Various reports suggest it was exactly this kind of deal that the Cypriot delegation in Brussels rejected at the weekend, fearing the destruction of their banking model which lures money from rich Russians and others.
It was not clear if Nicosia will accept it now but if it does, it would still need to raise €5.8 billion from the bank levy as planned, a Greek finance ministry source said, as well as get the levy passed through parliament.
“All Eurogroup ministers said (last night) they wished there was no tax below €100,000 but you can’t force a country to not do that,” the Greek source told Reuters.
“Cyprus doesn’t want to impose a large tax above €100,000 because the money will flow out.

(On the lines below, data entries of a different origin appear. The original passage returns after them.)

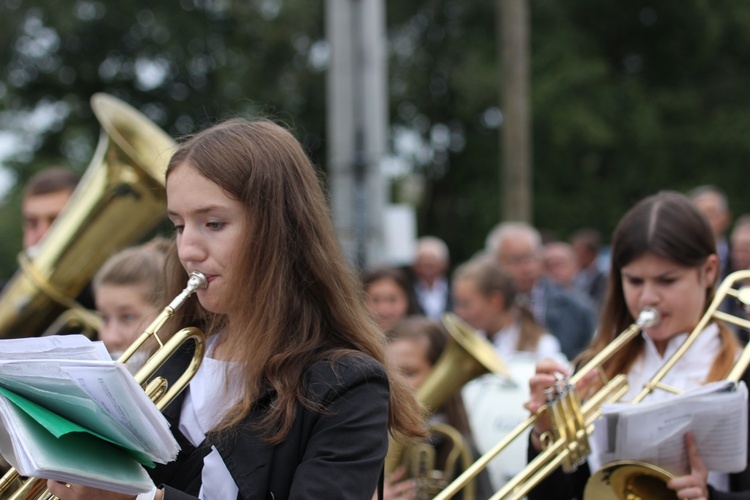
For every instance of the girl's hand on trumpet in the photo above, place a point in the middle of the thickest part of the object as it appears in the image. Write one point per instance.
(547, 373)
(693, 485)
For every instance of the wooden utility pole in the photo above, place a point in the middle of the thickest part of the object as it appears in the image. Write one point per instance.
(515, 131)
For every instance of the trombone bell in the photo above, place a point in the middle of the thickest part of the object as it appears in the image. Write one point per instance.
(629, 480)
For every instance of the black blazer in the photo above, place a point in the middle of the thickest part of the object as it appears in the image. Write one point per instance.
(338, 453)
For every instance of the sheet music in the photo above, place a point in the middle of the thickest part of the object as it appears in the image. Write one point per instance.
(71, 413)
(716, 415)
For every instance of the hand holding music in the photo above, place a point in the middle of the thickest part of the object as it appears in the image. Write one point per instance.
(693, 485)
(396, 487)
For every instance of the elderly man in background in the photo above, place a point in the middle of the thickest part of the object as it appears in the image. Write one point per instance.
(44, 197)
(713, 203)
(517, 247)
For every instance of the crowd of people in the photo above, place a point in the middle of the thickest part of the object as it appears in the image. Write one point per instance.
(306, 408)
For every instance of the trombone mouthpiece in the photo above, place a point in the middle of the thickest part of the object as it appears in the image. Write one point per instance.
(197, 280)
(649, 316)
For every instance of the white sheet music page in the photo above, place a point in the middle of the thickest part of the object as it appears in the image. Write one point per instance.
(716, 414)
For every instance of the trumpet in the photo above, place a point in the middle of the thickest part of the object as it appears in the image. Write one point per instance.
(573, 421)
(157, 388)
(465, 357)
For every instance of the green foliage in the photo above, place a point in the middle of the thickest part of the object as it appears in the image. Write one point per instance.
(627, 98)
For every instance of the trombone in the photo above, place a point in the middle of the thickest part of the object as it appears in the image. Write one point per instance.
(573, 422)
(157, 388)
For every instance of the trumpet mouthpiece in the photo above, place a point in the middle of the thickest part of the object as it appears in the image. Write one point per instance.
(197, 280)
(649, 316)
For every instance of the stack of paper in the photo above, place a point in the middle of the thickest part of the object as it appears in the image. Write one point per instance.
(716, 414)
(72, 414)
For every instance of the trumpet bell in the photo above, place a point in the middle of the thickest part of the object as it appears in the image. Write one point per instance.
(629, 480)
(119, 200)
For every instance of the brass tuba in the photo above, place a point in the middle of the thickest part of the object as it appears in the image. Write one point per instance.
(573, 422)
(119, 200)
(465, 357)
(158, 389)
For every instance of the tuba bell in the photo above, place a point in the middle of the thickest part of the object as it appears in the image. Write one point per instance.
(161, 391)
(118, 201)
(465, 357)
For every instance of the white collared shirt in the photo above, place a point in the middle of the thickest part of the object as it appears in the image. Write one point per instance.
(506, 342)
(206, 402)
(433, 299)
(689, 372)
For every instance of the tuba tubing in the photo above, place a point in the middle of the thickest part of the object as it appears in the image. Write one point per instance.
(157, 388)
(557, 451)
(646, 318)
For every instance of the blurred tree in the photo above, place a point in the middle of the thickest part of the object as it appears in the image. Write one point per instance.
(627, 99)
(184, 64)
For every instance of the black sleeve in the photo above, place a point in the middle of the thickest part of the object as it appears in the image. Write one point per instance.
(714, 494)
(345, 450)
(559, 485)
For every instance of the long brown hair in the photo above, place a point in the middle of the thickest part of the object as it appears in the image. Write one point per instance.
(297, 301)
(668, 225)
(488, 278)
(435, 336)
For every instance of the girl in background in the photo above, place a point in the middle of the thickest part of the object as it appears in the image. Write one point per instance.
(663, 256)
(292, 399)
(128, 291)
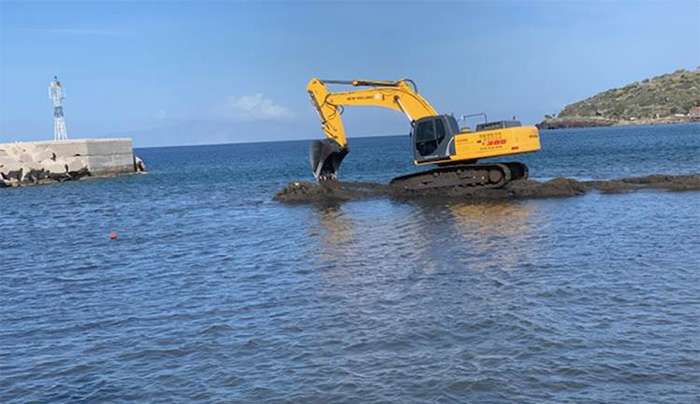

Two thirds of deposits are from abroad,” he added.
Eurogroup President Jeroen Dijsselbloem released a statement after the teleconference recalling that the weekend’s controversial decision was the product of “consensus” between the Cypriot government and the Eurogroup”.
He reiterated that the stability levy on deposits is a “one-off measure” to restore the viability of the Cypriot banking system and safeguard financial stability in Cyprus, adding that without it, deposit holders would be “significantly worse off”.
“The Eurogroup continues to be of the view that small depositors should be treated differently from large depositors and reaffirms the importance of fully guaranteeing deposits below €100,000,” he said.
Dijsselbloem said the Cypriot authorities “will introduce more progressivity in the one-off levy compared to what was agreed” last Saturday, provided that it still raises the €5.8 billion demanded to release the €10bn rescue package.
It has emerged the UN Envoy Alexander Downer would also be affected by the levy, if conditions remain unchanged. He confirmed that he had deposits in a Cyprus bank, although declined to say how much, only that it was under €100,000. While not claiming to be an expert on economic matters, he supported the decision to issue the levy; saying that he would rather lose 6.75% of his deposit than lose the whole sum should the bank collapse.